Fifield: Jon, if I could finish a sentence it would be much more …
Faine: Not if you’re going to say what you were saying a week ago and not moving it along at all.
Fifield: Jon, if I can’t get more than three words out, then it’s going to be an unenlightening conversation …
Faine: I promise you the three words you can get out — or even four or five — have to be new ones. Not the same ones from a week ago.
Fifield: You’re very generous this morning, Jon.
Fifield did get a chance to hammer the groupthink of ABC news and current affairs but squibbed it:
Faine: Do you think we’re biased?
Fifield: The ABC I don’t think has a monolithic culture. There are a range of different cultures in the ABC … I’ll just take one example, I think the Parliament House ABC bureau is straight down the line. They do good work. ABC regional radio is very close to the community. And I’ve never heard anyone say that they tilt one way or the other. But the entire organisation should obviously continue to strive to be its best self.

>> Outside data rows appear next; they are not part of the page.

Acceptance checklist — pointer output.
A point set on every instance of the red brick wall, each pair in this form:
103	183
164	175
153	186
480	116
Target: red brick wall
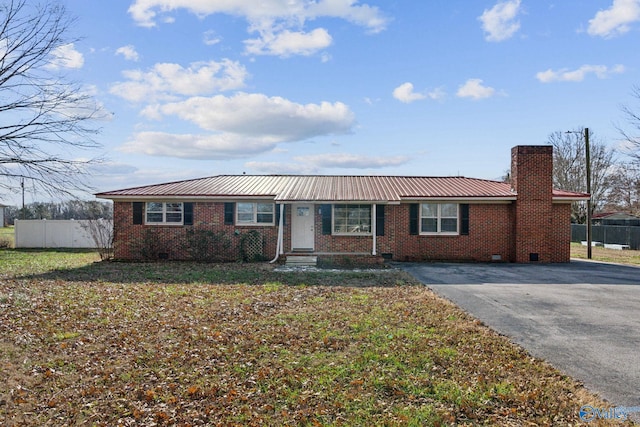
509	232
131	240
532	179
490	233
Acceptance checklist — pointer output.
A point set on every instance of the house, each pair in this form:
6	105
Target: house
368	218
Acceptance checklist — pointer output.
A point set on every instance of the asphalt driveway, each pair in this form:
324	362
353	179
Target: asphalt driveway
582	317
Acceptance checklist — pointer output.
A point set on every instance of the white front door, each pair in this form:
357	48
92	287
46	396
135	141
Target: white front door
302	230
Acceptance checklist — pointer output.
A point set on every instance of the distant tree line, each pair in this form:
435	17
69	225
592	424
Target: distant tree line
72	209
615	171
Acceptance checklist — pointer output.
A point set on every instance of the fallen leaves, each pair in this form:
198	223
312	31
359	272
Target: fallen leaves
78	352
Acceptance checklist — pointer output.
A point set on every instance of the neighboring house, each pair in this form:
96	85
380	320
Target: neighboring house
403	218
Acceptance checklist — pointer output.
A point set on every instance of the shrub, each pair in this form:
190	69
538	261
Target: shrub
208	246
252	247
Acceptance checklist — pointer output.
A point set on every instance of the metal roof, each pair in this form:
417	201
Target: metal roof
329	188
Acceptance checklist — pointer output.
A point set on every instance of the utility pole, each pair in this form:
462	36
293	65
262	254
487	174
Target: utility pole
588	158
22	185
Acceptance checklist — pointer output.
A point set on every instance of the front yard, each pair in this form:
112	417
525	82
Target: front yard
96	343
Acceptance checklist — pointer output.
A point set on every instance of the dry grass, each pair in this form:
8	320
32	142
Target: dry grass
599	253
90	343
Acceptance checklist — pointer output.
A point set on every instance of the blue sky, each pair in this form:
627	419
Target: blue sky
196	88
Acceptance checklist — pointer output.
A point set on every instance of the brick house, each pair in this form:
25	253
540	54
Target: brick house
402	218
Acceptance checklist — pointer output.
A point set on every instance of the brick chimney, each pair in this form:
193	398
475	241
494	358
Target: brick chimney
532	180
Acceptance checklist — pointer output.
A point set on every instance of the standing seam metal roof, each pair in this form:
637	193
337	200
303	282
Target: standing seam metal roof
291	188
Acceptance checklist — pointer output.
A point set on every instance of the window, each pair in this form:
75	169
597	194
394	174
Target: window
352	219
439	218
164	213
255	213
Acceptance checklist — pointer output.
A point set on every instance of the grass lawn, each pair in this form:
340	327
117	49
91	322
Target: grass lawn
6	237
94	343
599	253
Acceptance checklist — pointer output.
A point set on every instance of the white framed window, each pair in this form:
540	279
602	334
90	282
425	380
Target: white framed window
255	213
439	218
171	213
352	219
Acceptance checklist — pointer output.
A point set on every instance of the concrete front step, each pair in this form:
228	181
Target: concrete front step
301	261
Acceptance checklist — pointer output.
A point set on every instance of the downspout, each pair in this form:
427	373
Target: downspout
373	229
280	235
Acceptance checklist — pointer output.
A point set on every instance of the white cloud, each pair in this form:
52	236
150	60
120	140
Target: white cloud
287	43
166	80
258	115
615	20
353	161
129	52
500	22
66	56
210	38
566	75
281	168
239	126
404	93
202	147
473	88
278	23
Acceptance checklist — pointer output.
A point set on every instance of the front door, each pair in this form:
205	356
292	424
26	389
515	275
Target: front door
302	230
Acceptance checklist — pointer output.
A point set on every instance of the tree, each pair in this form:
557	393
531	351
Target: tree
569	168
625	194
44	116
633	118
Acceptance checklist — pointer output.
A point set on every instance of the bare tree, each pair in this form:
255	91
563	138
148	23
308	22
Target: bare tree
633	118
569	168
45	117
625	194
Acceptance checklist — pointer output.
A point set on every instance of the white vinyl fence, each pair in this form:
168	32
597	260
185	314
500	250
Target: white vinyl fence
53	234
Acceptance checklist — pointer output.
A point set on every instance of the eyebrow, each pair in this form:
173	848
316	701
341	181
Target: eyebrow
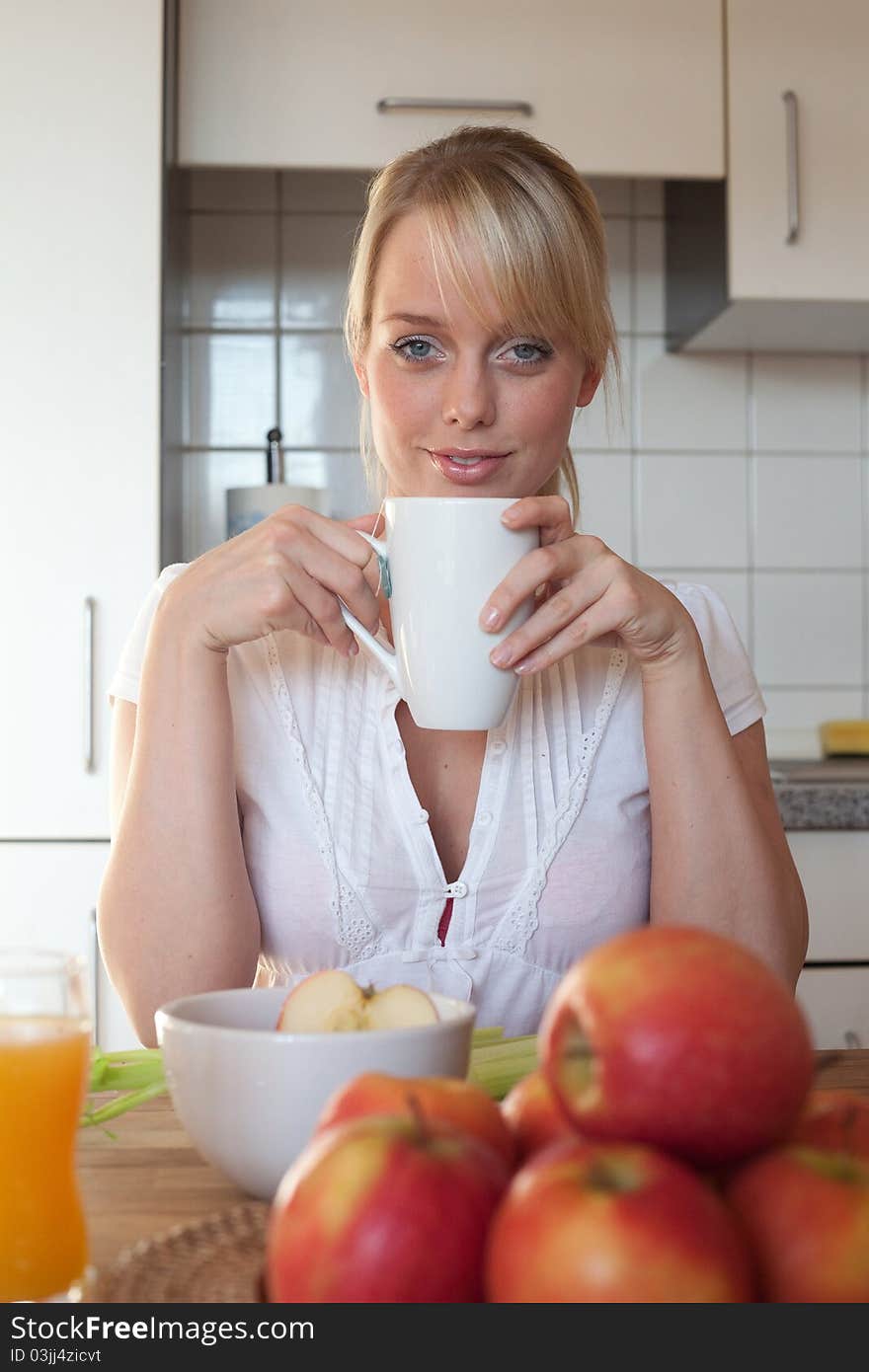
414	319
429	321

Not entirely peaceful. The New York Times columnist Michelle Goldberg gets a print retweet in The Sydney Morning Herald, Wednesday:
The demonstrators have been mostly but not entirely peaceful; Gazans have thrown rocks at Israeli soldiers and tried to fly flaming kites into Israel. The Israeli military has responded with live gunfire …
The Australia/Israel & Jewish Affairs Council translates what look like (since deleted) Palestinian Facebook posts on the protests with the hashtag #instructionsforparticipants, Tuesday:
Behave seriously, not recklessly with regards to the order to bring a knife, a dagger or a gun. If you bring one, keep it under your clothes and do not use it or show it except when one of the soldiers or settlers is verified (as such). Do not kill Israeli civilians, instead deliver him immediately to the resistance (Hamas), because that is the point that Israel is afraid of, because she knows that the kidnapper can demand what he wants (for the release of the kidnapped) … (Israeli) snipers are deployed. Make them to leave their positions and flee … Don’t bother with the wounded or the martyrs (the dead). The medical crews behind us are prepared for this purpose.
Middle East media watchdog MEMRI TV translates statements on Al Jazeera by Hamas official Mahmoud Al-Zahhar, who takes umbrage at the idea that Hamas has the same “peaceful resistance” strategy as Fatah, Sunday:
Al-Zahhar: This is a clear terminological deception. When you are in possession of weapons that were able to withstand the occupation in the wars of 2006, 2008, 2012 and 2014 … When you have weapons that are being wielded by men who were able to prevent the strongest army in the region from entering the Gaza Strip for 51 days, and were able to capture or kill soldiers of that army — is this really “peaceful resistance”?